# Thread: convergence

1. ## convergence

If $\displaystyle a_n$ is a sequence such that $\displaystyle \frac{a_{n}-1}{a_{n}+1} \to 0$, then does $\displaystyle \lim_{n \to \infty} a_{n}$ exist? So in other words, does $\displaystyle a_n \to L$?

Assume that $\displaystyle s_n = \frac{a_{n}-1}{a_{n}+1}$. Let $\displaystyle \varepsilon > 0$. Then there exists an $\displaystyle N \in \mathbb{N}$, such that whenever $\displaystyle n \geq N$, then $\displaystyle |s_{n}| < \varepsilon$.

Now the problem is to express $\displaystyle a_{n}$ in terms of $\displaystyle s_{n}$ and use the definition of convergence to see if it converges or not?

2. Hello
Originally Posted by particlejohn
If $\displaystyle a_n$ is a sequence such that $\displaystyle \frac{a_{n}-1}{a_{n}+1} \to 0$, then does $\displaystyle \lim_{n \to \infty} a_{n}$ exist? So in other words, does $\displaystyle a_n \to L$?

Assume that $\displaystyle s_n = \frac{a_{n}-1}{a_{n}+1}$. Let $\displaystyle \varepsilon > 0$. Then there exists an $\displaystyle N \in \mathbb{N}$, such that whenever $\displaystyle n \geq N$, then $\displaystyle |s_{n}| < \varepsilon$.

Now the problem is to express $\displaystyle a_{n}$ in terms of $\displaystyle s_{n}$ and use the definition of convergence to see if it converges or not?
If you have to use the definition of convergence, that's the idea.

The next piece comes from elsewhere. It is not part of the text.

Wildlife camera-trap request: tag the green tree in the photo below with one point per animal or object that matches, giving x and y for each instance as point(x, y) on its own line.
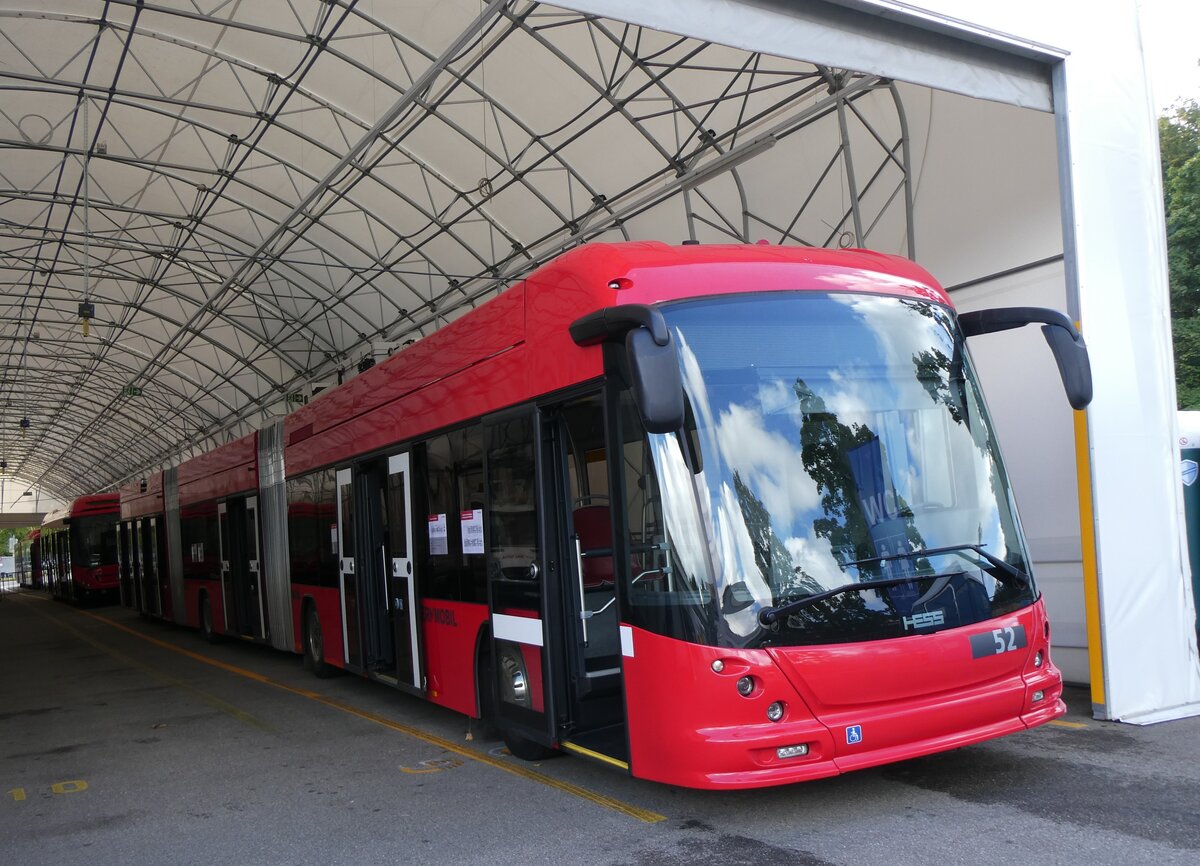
point(18, 534)
point(1179, 134)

To help you, $\displaystyle |s_n|<\varepsilon$ can be written $\displaystyle -\varepsilon < 1-\frac{2}{a_n+1} < \varepsilon$.

If you don't have to use the definition of convergence, suppose that $\displaystyle (a_n)$ diverges and see what happens to $\displaystyle s_n=1-\frac{2}{a_n+1}$ which is supposed to tend to 0 as $\displaystyle n\to\infty$.